简体   繁体   English

通过flink yarn集群上的maven运行带有随附配置的Java Jar

[英]Running Java Jar with included config via maven on flink yarn cluster

I am using flink in a maven/java project and need to include my configs internally in the created jar. 我在maven / java项目中使用flink,需要在创建的jar中内部包含我的配置。

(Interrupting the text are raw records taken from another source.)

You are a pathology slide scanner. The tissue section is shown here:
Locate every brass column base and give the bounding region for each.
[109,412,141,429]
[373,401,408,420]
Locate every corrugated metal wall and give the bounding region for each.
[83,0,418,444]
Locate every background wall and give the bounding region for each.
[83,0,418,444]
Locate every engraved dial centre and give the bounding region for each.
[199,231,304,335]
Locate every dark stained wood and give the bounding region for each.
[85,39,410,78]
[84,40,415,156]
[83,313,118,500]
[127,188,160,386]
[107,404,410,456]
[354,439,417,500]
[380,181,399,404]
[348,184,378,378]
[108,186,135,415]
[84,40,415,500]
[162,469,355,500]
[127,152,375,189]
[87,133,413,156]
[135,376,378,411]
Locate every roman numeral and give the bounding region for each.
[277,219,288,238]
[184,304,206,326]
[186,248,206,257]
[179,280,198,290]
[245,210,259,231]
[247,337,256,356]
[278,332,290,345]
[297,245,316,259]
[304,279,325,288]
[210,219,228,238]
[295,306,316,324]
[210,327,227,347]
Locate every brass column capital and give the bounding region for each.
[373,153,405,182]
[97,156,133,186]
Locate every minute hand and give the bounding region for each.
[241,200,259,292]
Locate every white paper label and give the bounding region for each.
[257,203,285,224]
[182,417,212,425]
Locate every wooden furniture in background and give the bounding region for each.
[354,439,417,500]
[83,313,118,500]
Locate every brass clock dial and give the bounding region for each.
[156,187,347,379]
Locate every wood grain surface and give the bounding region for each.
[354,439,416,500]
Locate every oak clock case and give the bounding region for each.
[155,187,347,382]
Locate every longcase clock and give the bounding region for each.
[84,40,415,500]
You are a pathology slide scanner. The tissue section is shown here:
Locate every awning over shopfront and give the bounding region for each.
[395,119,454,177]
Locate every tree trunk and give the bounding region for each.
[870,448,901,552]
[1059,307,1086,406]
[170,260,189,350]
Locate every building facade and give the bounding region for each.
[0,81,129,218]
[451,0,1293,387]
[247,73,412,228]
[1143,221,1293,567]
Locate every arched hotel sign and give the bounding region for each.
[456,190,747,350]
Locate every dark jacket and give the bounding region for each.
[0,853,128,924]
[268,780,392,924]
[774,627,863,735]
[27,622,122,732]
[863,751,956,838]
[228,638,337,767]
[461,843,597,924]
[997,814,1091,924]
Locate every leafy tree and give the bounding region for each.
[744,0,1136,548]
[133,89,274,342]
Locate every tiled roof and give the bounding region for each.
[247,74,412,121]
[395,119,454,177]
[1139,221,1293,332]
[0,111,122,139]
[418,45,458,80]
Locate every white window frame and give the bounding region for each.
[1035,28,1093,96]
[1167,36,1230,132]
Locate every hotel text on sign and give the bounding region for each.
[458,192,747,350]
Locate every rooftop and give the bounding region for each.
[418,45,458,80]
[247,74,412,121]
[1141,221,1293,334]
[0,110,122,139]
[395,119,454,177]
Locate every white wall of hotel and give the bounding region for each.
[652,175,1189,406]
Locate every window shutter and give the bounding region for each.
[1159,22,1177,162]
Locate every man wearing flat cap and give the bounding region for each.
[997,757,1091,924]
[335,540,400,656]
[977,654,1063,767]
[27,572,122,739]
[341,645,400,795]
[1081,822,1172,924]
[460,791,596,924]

So, I have added the following in my pom file. 因此,我在pom文件中添加了以下内容。 This includes all my yml configs (located in src/main/resources folder) in the jar, whose name I will pass as argument while executing. 这包括jar中我所有的yml配置(位于src / main / resources文件夹中),我的名称将在执行时作为参数传递。

    <resources>
        <resource>
            <directory>src/main/resources</directory>
            <includes>
                <include>**/*.yml</include>
            </includes>
        </resource>
    </resources>
    <plugins>
        <plugin>
            <groupId>org.apache.maven.plugins</groupId>
            <artifactId>maven-shade-plugin</artifactId>
            <version>2.4.3</version>
            <executions>
                <execution>
                    <phase>package</phase>
                    <goals>
                        <goal>shade</goal>
                    </goals>
                    <configuration>
                        <filters>
                            <filter>
                                <artifact>*:*</artifact>
                                <excludes>
                                    <exclude>META-INF/*.SF</exclude>
                                    <exclude>META-INF/*.DSA</exclude>
                                    <exclude>META-INF/*.RSA</exclude>
                                </excludes>
                            </filter>
                        </filters>
                        <finalName>${project.artifactId}-${project.version}</finalName>
                        <shadedArtifactAttached>true</shadedArtifactAttached>
                        <transformers>
                            <transformer
                                    implementation="org.apache.maven.plugins.shade.resource.ManifestResourceTransformer">
                                <mainClass>com.exmaple.MyApplication</mainClass>
                            </transformer>
                        </transformers>
                    </configuration>
                </execution>
            </executions>
        </plugin>
    </plugins>

The following main class code receives an arg based on which I decide what config to pick from resource, read(using snakeyaml) and use. 下面的主类代码接收一个arg,我根据该arg决定从资源中选择要使用的配置,读取(使用snakeyaml)并使用。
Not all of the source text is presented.